The German government's draft budget for 2024 does not take into account borrowing in the Climate and Transformation Fund or the Economic Stabilisation Fund, Thiess Büttner of Friedrich-Alexander-Universität Erlangen-Nürnberg notes in his statement. The economist chairs the independent advisory board of the Stability Council, which monitors the budgetary policy of the federal and state governments. It considers it necessary to review the use of all special funds in order to guarantee a constitutional budget for next year. It comes to a consolidation requirement for the coming year of 52 billion euros. In addition, according to the ruling of the Constitutional Court, the business plans of the special funds must also be adjusted for the current year.
An indication of what the ruling could mean for the current budget is given by the financial scientist Lars Feld, who is an advisor to Finance Minister Christian Lindner (FDP). Since the legislator has only been aware of the new legal situation since November 15, 2023, it can be assumed that the increased obligations to provide information in the emergency situation will only apply to the future, he writes in an F.A.Z. article. For a constitutional budget in 2023, there is no other way than to declare the emergency. The solution for the current year is therefore a supplementary budget in connection with an emergency situation. "However, the increased disclosure requirements apply for 2024 with regard to the determination of an emergency situation."

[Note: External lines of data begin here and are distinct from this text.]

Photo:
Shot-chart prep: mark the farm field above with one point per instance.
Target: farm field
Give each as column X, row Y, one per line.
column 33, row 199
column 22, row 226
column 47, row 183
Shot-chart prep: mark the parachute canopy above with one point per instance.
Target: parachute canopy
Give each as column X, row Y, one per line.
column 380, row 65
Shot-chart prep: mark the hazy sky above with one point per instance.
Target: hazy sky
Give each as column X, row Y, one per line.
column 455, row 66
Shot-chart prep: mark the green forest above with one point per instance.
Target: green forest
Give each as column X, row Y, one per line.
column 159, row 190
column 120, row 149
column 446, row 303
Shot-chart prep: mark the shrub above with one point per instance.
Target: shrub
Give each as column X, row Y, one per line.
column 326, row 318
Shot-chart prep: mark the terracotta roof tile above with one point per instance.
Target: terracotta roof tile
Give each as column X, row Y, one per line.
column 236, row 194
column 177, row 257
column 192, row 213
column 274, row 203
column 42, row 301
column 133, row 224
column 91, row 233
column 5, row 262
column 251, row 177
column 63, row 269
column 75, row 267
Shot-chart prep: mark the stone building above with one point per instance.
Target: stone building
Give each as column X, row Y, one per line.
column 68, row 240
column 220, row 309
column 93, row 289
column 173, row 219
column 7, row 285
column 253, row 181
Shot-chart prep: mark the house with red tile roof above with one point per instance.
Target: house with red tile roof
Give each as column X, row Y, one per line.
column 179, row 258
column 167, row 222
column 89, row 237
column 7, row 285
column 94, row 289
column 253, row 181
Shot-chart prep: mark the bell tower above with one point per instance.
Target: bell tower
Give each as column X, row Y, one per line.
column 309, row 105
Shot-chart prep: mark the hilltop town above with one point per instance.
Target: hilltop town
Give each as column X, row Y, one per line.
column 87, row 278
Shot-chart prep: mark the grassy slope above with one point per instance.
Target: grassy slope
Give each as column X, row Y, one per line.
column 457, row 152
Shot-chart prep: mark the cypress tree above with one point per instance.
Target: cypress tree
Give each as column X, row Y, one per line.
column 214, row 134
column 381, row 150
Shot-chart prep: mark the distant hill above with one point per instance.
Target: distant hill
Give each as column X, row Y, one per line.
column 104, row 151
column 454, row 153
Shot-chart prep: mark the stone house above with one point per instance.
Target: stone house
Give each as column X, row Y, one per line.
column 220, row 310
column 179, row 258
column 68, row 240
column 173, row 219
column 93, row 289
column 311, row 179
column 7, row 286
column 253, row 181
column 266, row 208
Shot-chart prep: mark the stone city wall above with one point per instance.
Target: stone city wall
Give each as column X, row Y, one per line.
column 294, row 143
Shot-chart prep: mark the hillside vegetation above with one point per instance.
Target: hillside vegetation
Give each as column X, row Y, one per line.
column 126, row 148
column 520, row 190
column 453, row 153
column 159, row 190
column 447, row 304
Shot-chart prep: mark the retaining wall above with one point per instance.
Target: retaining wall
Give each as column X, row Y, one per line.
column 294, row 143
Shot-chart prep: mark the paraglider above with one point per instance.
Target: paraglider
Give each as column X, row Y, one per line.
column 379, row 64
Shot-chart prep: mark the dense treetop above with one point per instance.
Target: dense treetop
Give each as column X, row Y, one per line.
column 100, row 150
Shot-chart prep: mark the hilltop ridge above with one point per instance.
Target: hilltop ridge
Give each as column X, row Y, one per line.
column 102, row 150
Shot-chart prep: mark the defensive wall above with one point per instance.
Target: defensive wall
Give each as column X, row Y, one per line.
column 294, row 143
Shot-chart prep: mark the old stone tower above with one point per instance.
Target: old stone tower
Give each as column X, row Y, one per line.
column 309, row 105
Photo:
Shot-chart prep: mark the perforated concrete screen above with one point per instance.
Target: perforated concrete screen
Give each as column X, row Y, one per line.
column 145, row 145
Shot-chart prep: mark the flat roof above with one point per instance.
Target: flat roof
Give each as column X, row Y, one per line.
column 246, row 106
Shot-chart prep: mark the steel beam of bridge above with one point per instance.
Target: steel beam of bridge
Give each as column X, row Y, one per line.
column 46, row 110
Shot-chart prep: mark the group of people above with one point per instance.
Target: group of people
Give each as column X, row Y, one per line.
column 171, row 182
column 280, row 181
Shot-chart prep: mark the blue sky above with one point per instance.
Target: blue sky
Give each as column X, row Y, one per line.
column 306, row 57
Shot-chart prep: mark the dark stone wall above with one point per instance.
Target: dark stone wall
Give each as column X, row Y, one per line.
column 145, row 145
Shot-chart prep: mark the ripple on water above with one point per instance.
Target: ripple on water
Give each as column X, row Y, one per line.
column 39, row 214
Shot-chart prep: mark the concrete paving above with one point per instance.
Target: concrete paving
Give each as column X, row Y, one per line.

How many construction sites there are now in order to make the budget policy for the current and for the coming year constitutionally sound is made clear above all by Kube's statement. It should be taken into account that the 2024 federal budget follows on from and builds on that of the previous year. All the questions raised by the ruling already concern the 2023 budget, i.e. the elimination of the 60 billion euros from the Climate and Transformation Fund, the necessary rebooking of special funds, the unclear situation of the Economic Stabilisation Fund and developments in the countries.
"Only when a constitutional budget for 2023 has been secured can the planning for 2024 be completed – based on this," Kube warns. As long as the budget planning for 2023 is not constitutional, the 2024 budget law is "not ready for a decision". If it were nevertheless adopted, it would constitute a violation of several constitutional principles, such as the principle of democracy and the principle of representation.
Billions for Uniper
Kube is particularly critical of the WSF. Borrowing funds were also taken out for this 200 billion euro pot when the debt brake was suspended. However, only a small part of the funds were then used to finance measures in the relevant year 2022. "Very much" suggests that the remaining 165 billion euros in 2022 were neither "absorbed" nor "used" or actually "used", as would have been required under the Karlsruhe ruling. As a result, credit authorizations may have "disappeared" at the end of 2022.
This raises questions about the financing from the WSF in the current year as well as the planned financing for the first quarter of 2024, which in turn could have consequences for the core budget and compliance with the debt brake. By the end of October, according to the Federal Ministry for Economic Affairs, 31.2 billion euros had flowed out of the WSF for the energy price brakes. The government has spent around 20 billion euros on state shareholdings such as the one in Uniper, but this was already the case last year, the year of borrowing.
The Heidelberg scientist also draws attention to the special funds financed by emergency situations in Berlin, Bremen, North Rhine-Westphalia, Saarland and Schleswig-Holstein. These should also be examined "very critically" for their constitutionality. In the end, this could have consequences for the federal government, namely within the framework of fiscal equalization.